‘A Budget for Working People’. That’s the headline theme of this year’s Budget, says our former editor Matt d’Ancona in the Sunday Telegraph today. And his words are borne out by George Osborne’s interview with the Sun on Sunday. ‘We’ve got to help people into work, particularly young people,’ says the Chancellor, ‘We have to make this a competitive place in the world to set up in business and employ people.’ The measures being broadcast around this morning include a trial suspension of Sunday trading regulations, timed for during the Olypmic Games.
At once, this is both an unsurprising and genuinely risky venture from Osborne. Unsurprising, because the votes of the ‘grafting classes’ have always been his main political target. Indeed, the Chancellor’s Sun on Sunday interview is not the first time that he has made an appeal to ‘the person who leaves their house, maybe at seven in the morning. They are not paid a huge amount but they get out of bed and go to work to provide for their family.’ But risky because — in crafting the sort of economy where graft entails reward — some of Osborne’s likely measures, such as scrapping the 50p rate, are going to be unpopular with the very people he’s trying to win over.

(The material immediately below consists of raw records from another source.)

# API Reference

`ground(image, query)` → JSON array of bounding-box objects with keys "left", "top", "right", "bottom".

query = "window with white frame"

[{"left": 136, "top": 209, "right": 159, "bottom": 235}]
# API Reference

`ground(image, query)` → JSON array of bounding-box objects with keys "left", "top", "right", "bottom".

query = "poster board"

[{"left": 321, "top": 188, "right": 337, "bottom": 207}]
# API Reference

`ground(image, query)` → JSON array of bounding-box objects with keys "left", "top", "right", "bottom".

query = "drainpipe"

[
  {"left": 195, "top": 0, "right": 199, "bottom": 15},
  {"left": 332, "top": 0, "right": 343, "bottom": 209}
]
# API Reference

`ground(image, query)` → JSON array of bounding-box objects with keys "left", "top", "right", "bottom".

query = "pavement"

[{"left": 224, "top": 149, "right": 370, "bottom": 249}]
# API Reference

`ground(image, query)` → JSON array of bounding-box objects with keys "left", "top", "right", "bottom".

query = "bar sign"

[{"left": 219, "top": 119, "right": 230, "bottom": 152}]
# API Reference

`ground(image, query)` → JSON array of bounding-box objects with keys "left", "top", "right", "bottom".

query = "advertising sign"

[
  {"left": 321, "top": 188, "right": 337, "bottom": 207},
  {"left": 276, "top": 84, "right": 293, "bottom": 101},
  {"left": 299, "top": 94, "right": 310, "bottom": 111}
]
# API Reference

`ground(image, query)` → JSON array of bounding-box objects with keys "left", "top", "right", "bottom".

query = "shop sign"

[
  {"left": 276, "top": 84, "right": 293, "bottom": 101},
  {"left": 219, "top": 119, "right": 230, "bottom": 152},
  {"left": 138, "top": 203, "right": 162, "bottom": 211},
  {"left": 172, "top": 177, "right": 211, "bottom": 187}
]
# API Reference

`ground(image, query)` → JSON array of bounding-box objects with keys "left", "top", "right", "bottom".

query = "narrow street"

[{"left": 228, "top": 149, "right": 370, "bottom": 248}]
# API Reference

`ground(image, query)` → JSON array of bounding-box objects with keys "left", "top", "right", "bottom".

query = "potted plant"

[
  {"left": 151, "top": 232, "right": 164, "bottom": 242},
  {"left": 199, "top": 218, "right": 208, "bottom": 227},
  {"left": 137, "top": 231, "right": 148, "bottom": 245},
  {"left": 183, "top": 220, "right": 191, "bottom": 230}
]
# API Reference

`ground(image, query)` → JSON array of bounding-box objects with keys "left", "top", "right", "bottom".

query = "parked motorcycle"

The best advertisement for this Budget would be economic recovery. But, in the meantime, Osborne’s case would be strengthened by the support of everyday SME-owners and employers, of the sort gathered in a letter to the Telegraph a few weeks ago. The Lib Dems are doing their best, with an internet campaign, to highlight what raising the income tax threshhold to £10,000 will mean for people’s pocketbooks. The Chancellor could do with his own poster children too.